[rescue] Small servers (was Re: WTT: 1.5G of PC2700 for 1G of PC100)
Shannon Hendrix
shannon at widomaker.com
Tue May 13 11:49:47 CDT 2008
On May 8, 2008, at 07:11 , Phil Stracchino wrote:
> Shannon Hendrix wrote:
>> One of the best performance charts I have ever seen is in
>> "Programming Pearls".
>> They show a TRS-80 and a DEC Alpha doing the same job, but the
>> TRS-80 code is better written.
>> The DEC is hundreds of times faster... until the problem size
>> increases to a point at which the DEC would take 400 years to do
>> what the TRS-80 does in fifteen minutes.
>
> My first reaction is that the code being run on the Alpha had to
> have been frighteningly, perhaps even implausibly, bad to produce
> that vast of a throughput difference between hardware so hugely
> different in speed and capability while the problem size was still
> in a range the TRS-80 could handle at all. (And I suspect the
> problem was very carefully chosen.)
Actually, I've seen far worse cases in every day work, so the example
was not in any way out of line.
When I worked for Bank of America, it was not uncommon for me to
rewrite a simple C data filter and have it run 20 times faster.
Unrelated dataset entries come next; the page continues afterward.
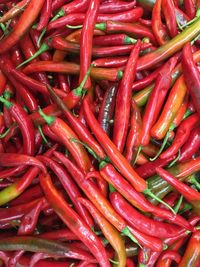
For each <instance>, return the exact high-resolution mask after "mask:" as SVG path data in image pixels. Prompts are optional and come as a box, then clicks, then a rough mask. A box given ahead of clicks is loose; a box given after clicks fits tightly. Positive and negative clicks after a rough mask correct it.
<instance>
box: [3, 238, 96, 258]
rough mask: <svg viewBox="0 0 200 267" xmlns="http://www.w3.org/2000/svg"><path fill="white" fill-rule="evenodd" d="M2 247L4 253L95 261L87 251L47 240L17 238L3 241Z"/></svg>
mask: <svg viewBox="0 0 200 267" xmlns="http://www.w3.org/2000/svg"><path fill="white" fill-rule="evenodd" d="M0 247H1V250H3V251H13V250H16V249H17V250H25V251H30V252H41V253H46V254H49V255H52V256H53V257H56V256H57V257H67V258H72V259H73V258H74V259H83V260H88V261H94V258H93V257H91V255H90V254H89V253H87V252H86V251H81V250H76V249H75V248H73V247H71V246H70V244H68V245H66V244H65V245H63V244H61V243H58V242H55V241H53V242H52V241H50V240H45V239H42V238H37V237H29V236H16V237H9V238H5V239H1V241H0Z"/></svg>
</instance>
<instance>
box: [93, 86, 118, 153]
mask: <svg viewBox="0 0 200 267" xmlns="http://www.w3.org/2000/svg"><path fill="white" fill-rule="evenodd" d="M117 90H118V86H117V84H113V85H111V86H110V87H109V88H108V89H107V90H106V92H105V94H104V97H103V101H102V102H101V106H100V109H99V114H98V122H99V124H100V126H101V128H102V129H103V130H104V131H105V132H106V134H107V135H108V136H110V133H111V120H112V119H113V114H114V107H115V99H116V94H117ZM93 150H94V149H93Z"/></svg>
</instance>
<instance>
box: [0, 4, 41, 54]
mask: <svg viewBox="0 0 200 267" xmlns="http://www.w3.org/2000/svg"><path fill="white" fill-rule="evenodd" d="M43 4H44V0H30V2H29V5H28V6H27V8H26V10H25V11H24V13H23V14H22V15H21V17H20V19H19V21H18V22H17V24H16V26H15V27H14V29H13V31H12V32H11V33H10V34H9V35H8V36H7V37H5V38H4V39H2V40H1V41H0V46H1V51H0V53H1V54H2V53H4V52H6V51H8V50H9V49H10V48H11V47H12V46H14V45H15V44H16V43H17V42H18V41H19V40H20V38H22V37H23V36H24V35H25V33H26V32H27V31H28V30H29V28H30V27H31V26H32V24H33V22H34V21H35V19H36V18H37V16H38V14H39V12H40V11H41V8H42V6H43Z"/></svg>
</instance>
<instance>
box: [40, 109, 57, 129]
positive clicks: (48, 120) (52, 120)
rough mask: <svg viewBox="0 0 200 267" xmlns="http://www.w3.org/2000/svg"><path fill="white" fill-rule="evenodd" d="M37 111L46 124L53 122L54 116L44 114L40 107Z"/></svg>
mask: <svg viewBox="0 0 200 267" xmlns="http://www.w3.org/2000/svg"><path fill="white" fill-rule="evenodd" d="M38 112H39V114H40V115H41V117H42V118H43V119H44V120H45V121H46V123H47V124H48V125H51V124H53V123H54V121H55V119H56V118H55V117H52V116H48V115H46V114H45V113H44V112H43V111H42V109H41V108H39V109H38Z"/></svg>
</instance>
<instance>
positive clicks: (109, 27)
mask: <svg viewBox="0 0 200 267" xmlns="http://www.w3.org/2000/svg"><path fill="white" fill-rule="evenodd" d="M95 27H96V28H97V29H99V30H103V31H105V32H106V33H108V34H111V33H126V34H128V35H130V36H132V37H133V38H142V37H147V38H149V39H150V41H151V42H152V43H153V44H156V40H155V37H154V35H153V33H152V32H151V30H150V29H149V28H148V27H146V26H144V25H141V24H140V23H136V22H135V23H128V22H117V21H111V20H108V21H106V22H102V23H100V24H97V25H96V26H95Z"/></svg>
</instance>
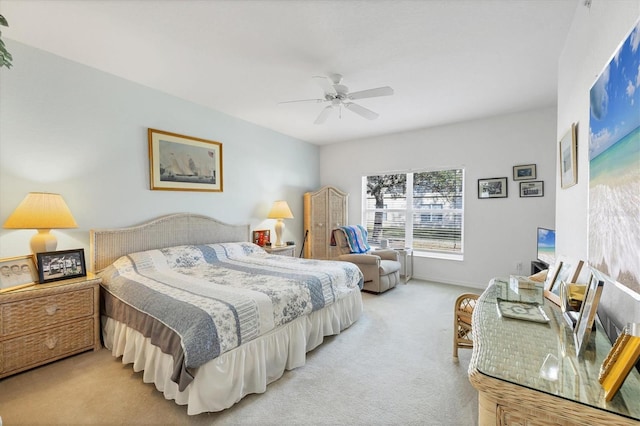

In SQL, I frequently found queries so badly written, that I once got a
program to run well over 1000 times faster with relatively simple
modifications.
It's actually pretty easy to make serious algorithm mistakes.
I've found them in my own code, particularly when working with high
level tools where mis-use is pretty easy.
I had a shell script which sorted photos from my camera into
directories and renamed the files by date and sequence.
After using it for 6 months, I made a change in how I used exiftags
and sped the script up about 10 times faster.
All I did was change from a loop to a pipe, and it made worlds of
difference.
--
"Where some they sell their dreams for small desires."